Senator Compares President Preserving Federal Land To Japanese Attack On Pearl Harbor
Presidents can declare certain parcels of land monuments, not to be tampered with, according to the 1906 American Antiquities Act. This has conservatives up in arms (so to speak) in the wake of the Cliven Bundy mess. And it has Utah Senator Orrin Hatch likening it to the Japanese attack on Pearl Harbor.
“I’ll use my authority to protect more of our pristine federal lands for future generations,” he said in his State of the Union address earlier this year.
That commitment has some in the West fearing more intrusion by the federal government into their backyard, undermining locally driven efforts to decide the future of public lands. That fear isn’t without precedent.
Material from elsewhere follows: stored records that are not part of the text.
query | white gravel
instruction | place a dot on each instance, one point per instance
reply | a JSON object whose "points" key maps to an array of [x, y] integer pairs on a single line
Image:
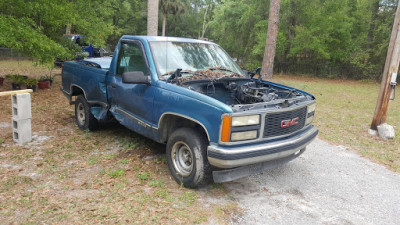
{"points": [[326, 185]]}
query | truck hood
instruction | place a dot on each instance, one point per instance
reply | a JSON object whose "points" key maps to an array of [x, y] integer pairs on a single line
{"points": [[244, 94]]}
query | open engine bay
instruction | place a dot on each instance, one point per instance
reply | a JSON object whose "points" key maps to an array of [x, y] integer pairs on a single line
{"points": [[239, 92]]}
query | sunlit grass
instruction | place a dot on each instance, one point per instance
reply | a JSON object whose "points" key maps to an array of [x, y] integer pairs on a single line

“It makes me worried that [the president will] just ignore the wishes of the people of Utah and just do what he wants to — like Clinton did,” Sen. Orrin Hatch, R-Utah, said in a recent Salt Lake Tribune interview. “Sometimes he does act unilaterally.”
Two months before his 1996 re-election, President Bill Clinton stood on the rim of the Grand Canyon in Arizona and declared 1.8 million acres of public land in Utah as the new Grand Staircase-Escalante National Monument. With a swipe of a pen, he canceled a proposed coal mine in what Hatch described then as the “mother of all land grabs.”
“Like the attack on Pearl Harbor, this massive proclamation came completely without notice to the public,” Hatch declared on the Senate floor. “The biggest presidential land set-aside in almost 20 years was a sneak attack.”